Today, of course, most payments can be made online without the use of checks, and debit cards are much better than checks.  But credit cards, if paid off each month, are the keys to optimizing cashflow.  

Why Credit Cards are the Key to Cashflow Optimization

The biggest advantage of using credit cards is control.  I was able to focus all of my checking account transactions (cash outflow) to a few days per month and eliminate 80% of my transactions.  

And, even more helpful, I was able to change the due dates of my credit card to correspond to when I was getting my larger commission check each month.   

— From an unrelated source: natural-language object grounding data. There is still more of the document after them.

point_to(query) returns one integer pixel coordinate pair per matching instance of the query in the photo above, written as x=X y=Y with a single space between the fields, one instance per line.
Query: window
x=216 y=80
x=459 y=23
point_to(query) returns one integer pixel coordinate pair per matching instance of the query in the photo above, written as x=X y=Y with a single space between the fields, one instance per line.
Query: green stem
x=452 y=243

The more monthly expenses I could direct through credit cards meant the fewer bills I would have to pay and fewer due dates to remember.   

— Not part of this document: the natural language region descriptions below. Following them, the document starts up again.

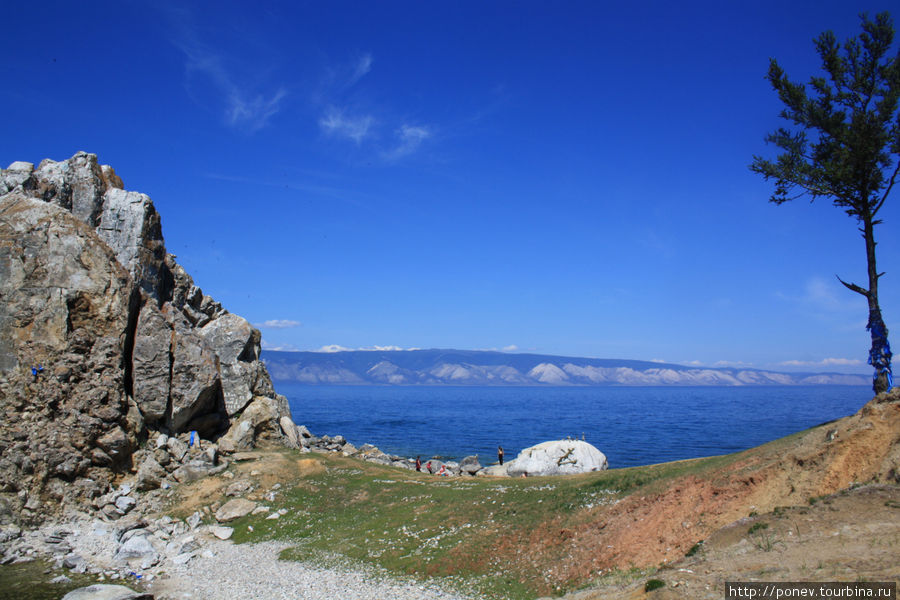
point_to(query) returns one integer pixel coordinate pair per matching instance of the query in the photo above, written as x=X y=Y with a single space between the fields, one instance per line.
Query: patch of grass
x=757 y=527
x=471 y=532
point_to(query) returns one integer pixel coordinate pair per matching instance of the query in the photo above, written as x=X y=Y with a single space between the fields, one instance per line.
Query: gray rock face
x=563 y=457
x=125 y=339
x=237 y=345
x=152 y=363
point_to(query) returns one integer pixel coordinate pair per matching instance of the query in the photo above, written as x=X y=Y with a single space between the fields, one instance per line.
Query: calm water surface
x=631 y=425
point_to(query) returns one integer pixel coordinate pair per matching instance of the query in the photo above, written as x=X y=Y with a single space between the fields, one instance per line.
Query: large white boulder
x=562 y=457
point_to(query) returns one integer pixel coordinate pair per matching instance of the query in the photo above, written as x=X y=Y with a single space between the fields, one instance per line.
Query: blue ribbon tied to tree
x=880 y=354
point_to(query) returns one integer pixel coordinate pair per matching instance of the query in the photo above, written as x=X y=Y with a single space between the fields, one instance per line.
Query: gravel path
x=253 y=572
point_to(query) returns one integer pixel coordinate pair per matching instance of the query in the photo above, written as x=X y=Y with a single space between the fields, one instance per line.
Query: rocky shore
x=124 y=536
x=558 y=457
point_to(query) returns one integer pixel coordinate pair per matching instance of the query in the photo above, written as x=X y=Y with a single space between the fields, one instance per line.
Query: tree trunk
x=880 y=352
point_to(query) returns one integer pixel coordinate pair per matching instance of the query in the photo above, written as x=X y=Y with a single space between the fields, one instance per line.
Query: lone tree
x=844 y=144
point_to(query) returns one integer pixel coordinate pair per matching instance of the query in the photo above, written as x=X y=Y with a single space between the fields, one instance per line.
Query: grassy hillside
x=524 y=538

I have 12 credit cards, half of them are due early in the month, the other half in the middle of the month.  So, all of my credit card due dates are aligned with my paychecks.  

While I have 12 credit cards, I only use one at a time based on the type of rewards being offered.  

Below you can see how my cashflow (through the increased use of a credit card) evolved into paying bills when I got paid. In the meantime, my cash started to earn interest as it sat idly in my checking account. 

By 2007 I was paying as many expenses as possible with a credit card, and thinking only about aligning bills with paydays.

Unmatched Fraud Protection

Another advantage of using credit cards — fraud protection. If someone steals your debit card (or checkbook) precious cash will vacate your account until the bank decides to reimburse you.  If the same happens with your credit card, your precious cash stays untouched AND credit card companies (who have fraud down to a science) will credit your account within days. 

How to Avoid Unplanned and Unauthorized Charges

Another advantage of credit cards — managing subscriptions and automatic renewals.  Ever get dinged for a subscription you forgot about?  Sometimes I’ll sign up for 1 month of HBO or Showtime and catch up on some shows.  Then I forget, and then ding me for $10.99 or whatever.  And over time these types of subscriptions pile up. 

A lot of merchants today sell subscriptions — from Apple Music to Hulu to Bumble to the New York Times.  It usually starts with a free trial, and before you realize it the trial is over, and like merchant ninjas, they silently begin charging you for the subscription. 

They call this continuity and it’s a great business model because most of us don’t immediately cancel — even if we’re unhappy with the service.  

Some companies make it very difficult to cancel (DirecTV, any cable company).  Even worse, some companies require you to talk to an actual person before you’re allowed to cancel.  

There is one simple and foolproof way of getting rid of unwanted and forgotten subscriptions.  Never use anything but a credit card for any type of continuity or subscription service.  And when you want to cancel, if it’s the least bit difficult to do, go online and report your credit card lost.  

Job done, cancelled, no more unplanned charges.  And your credit card company will send you a new card, with a new account number within days.  

If you cut off their source of payment, they can’t keep billing you, and you won’t owe any money.  And it won’t impact your credit score one bit.

Actually, DirectTV will keep billing you because they make you sign a contract, but with most others, especially e-commerce type businesses, this works without consequence.

Maximizing Interest and Rewards

Another advantage of credit cards — points and rewards. Let me just say that by using credit cards I’m able to accumulate a few thousand dollars in rewards each year.  Chasing points and rewards fascinates a lot of people. To me it’s not worth the time. I’ll share some ideas and tricks on how I was able to maximize rewards and interest earned in a later post.  

Points and rewards are just an additional benefit of using credit cards to maximize your cashflow. And the generosity of today’s rewards may not last forever. As a practice, regardless of rewards or incentives, I no longer use any credit cards charging annual fees.  I just won’t pay fees regardless of the benefits.  

Stepping Into the Light

So, after a few years of optimizing my system I vastly improved my cashflow, I stopped paying fees (and interest) of any kind, I was able to pay off $75,000 in debt (everything but my mortgage), and I was able to build up a sizable emergency fund.

Many of you reading this may feel taking the time to eliminate minor fees isn’t worth it.  But it is, I can’t stress this enough.

Fees and interest are silent killers, like termites eating away and eroding your home’s foundation, quietly munching away years of personal profit.

In December of 2018 I wrote 3 checks. The rest of my expenses were paid by credit cards and all of the credit cards were paid via electronic transfer directly from my checking account. Additionally, there are no fees, a tiny amount of interest was earned (better than nothing), and my bank refunded my ATM transactions.

Your personal banking and transaction fees may only add up to few hundred bucks a year, but find me a successful business owner who willingly pays bank fees.  

And when it comes to paying interest, the only acceptable form is mortgage interest, because it’s tax deductible.  And this lone tax deduction is not a reason to buy a bigger house and take out a bigger loan.